Sara has asked for the wisdom of the Perl Monks concerning the following question:

This node falls below the community's minimum standard of quality and will not be displayed.

Replies are listed 'Best First'.
Re: parse
by DamnDirtyApe (Curate) on Jul 24, 2002 at 20:03 UTC

    This is quite an elementary problem; I'd like to see what you're previous attempts look like before I post mine. If you're stuck for a starting point, try implementing this pseudocode is Perl.

    While there are lines of input Skip this line unless it looks like data (not headers) Split the line into the two relevant sections Extract the filename from the file path.

    _______________
    D a m n D i r t y A p e
    Home Node | Email
Re: parse
by silent11 (Vicar) on Jul 24, 2002 at 20:09 UTC
Re: parse
by mp (Deacon) on Jul 24, 2002 at 20:02 UTC
    #! /usr/local/bin/perl -w #----------------------------------------------- use strict; use warnings; while(<>) { next unless m/ ^(\d+) # Match the number \s+ # Match spaces after number \S+? # Minimally match path ([^\/]+)$ # Match everything after the last slash /x; my ($linesOfCode,$filename)=($1,$2); # Access captured text print "$linesOfCode, $filename\n"; }
Re: parse
by neilwatson (Priest) on Jul 24, 2002 at 20:03 UTC
    #!/bin/perl -w use strict; use warnings; my ($filename, $lineOfCode); open (FH, "filename.txt")|| die "could not open filename.txt"; while (<FH>){ if (m/^(\d+)\s/){ $lineOfCode = $1; } if (m/\/(\w+\.?\w*)$/){ $filename = $1; } }

    If there are many lines that you wish to save then you'll have to use an array instead for $filename and $lineOfCode.

    Neil Watson
    watson-wilson.ca

      Actually, there's a finer point of regular expressions at work against this perl code.

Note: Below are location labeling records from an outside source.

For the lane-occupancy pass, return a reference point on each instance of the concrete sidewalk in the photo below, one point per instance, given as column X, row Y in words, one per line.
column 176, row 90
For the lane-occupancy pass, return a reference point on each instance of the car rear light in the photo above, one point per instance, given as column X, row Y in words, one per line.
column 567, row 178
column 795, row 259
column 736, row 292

It is as follows:

      if (m/\/(\w+\.?\w*)$/){ $filename = $1; }

      The assumption here is that the first "\/" means a literal forward slash, then the (\w+\.?\w*)$ means "some word characters, followed by (possibly) a literal period, followed by 0 or more word characters, then the end of line.

      However, the "\w" metacharacter is intended to match only alphanumerics and the underscore character, which leaves out a whole bevy of other characters which may be present in file names, e.g. spaces, hyphens, parenthesis, etc.

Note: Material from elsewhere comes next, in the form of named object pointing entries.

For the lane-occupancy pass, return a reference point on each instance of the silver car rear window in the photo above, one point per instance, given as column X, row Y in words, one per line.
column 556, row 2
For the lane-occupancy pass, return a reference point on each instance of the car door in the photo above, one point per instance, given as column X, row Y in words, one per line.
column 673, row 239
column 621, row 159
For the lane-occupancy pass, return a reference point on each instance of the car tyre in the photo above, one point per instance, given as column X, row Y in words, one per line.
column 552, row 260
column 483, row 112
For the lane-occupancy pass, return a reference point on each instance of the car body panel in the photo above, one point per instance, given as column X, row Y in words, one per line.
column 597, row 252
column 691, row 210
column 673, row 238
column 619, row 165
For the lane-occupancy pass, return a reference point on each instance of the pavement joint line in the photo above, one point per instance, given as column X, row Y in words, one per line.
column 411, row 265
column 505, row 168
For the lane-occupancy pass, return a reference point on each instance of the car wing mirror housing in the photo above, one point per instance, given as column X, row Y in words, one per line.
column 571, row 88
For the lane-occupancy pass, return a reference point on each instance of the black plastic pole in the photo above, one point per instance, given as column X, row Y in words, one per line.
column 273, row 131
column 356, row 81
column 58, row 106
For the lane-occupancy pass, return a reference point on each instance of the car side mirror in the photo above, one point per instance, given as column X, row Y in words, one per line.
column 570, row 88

      Granted, "sensible" UNIX filenames often don't contain those characters because they are also often used as shell metacharacters, but this sample dataset looks suspiciously like DOS/Win32 filenames (X: being a giveway) and I can't count the number of times I've had to deal with filenames like "Sales Figures - Dec 19 - Dec 26.doc" and the like!

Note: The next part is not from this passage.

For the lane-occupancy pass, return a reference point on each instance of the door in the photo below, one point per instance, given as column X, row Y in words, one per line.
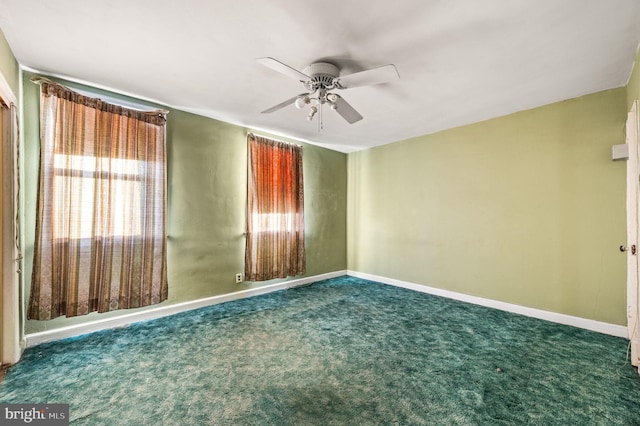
column 10, row 259
column 633, row 184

      One possible alternative regex which still gives all characters after the last forward slash to the end of the string is:

      /\/([^\/]+)$/
      Meaning "A literal forward slash, followed by anything that's NOT a forward slash, to the end of string

      Or, as was pointed out in another reply to this post, File::Basename is an alternative if you wish to extract the entire path expression and figure out the $filename from there

      Hope that helps,

      Paul

      When there is no wind, row.

Re: parse (K.I.S.S. peoples!)
by gmpassos (Priest) on Jul 25, 2002 at 05:40 UTC
    $data = q` NCLOC Filename -------- ------------------------- 3198 X:/bs/al/src/eilass.pl `; ## Avoid binary: $data =~ s/\r\n?/\n/gs ; ## Split the top and content: my ( $top , $content ) = split(/\n--[-\s]+\n/s , $data) ; $top = "\n$top\n" ; $content = "\n$content\n" ; ## The col names: my ($col_name_1,$col_name_2) = ( $top =~ /\n(\w+)\s+(\w+)/gs ); ## The content by cols: my ($col_1,$col_2) = ( $content =~ /\n([^\s]+)\s+([^\s]+)/gs ) ; print "$col_1,$col_2\n" ; ## Now get your variables: my ($filename) = ( $col_2 =~ /([^\/]+)\/*$/gi ); my $lineOfCode = $col_1 ; print "$filename\n$lineOfCode\n" ; ## Or put inside a while to get all the lines ## of the content: while( $content =~ /\n([^\s]+)\s+([^\s]+)/gs ) { print "$1,$2\n" ; }


    See the regular expression doc: http://www.perldoc.com/perl5.6/pod/perlre.html

    "The creativity is the expression of the liberty".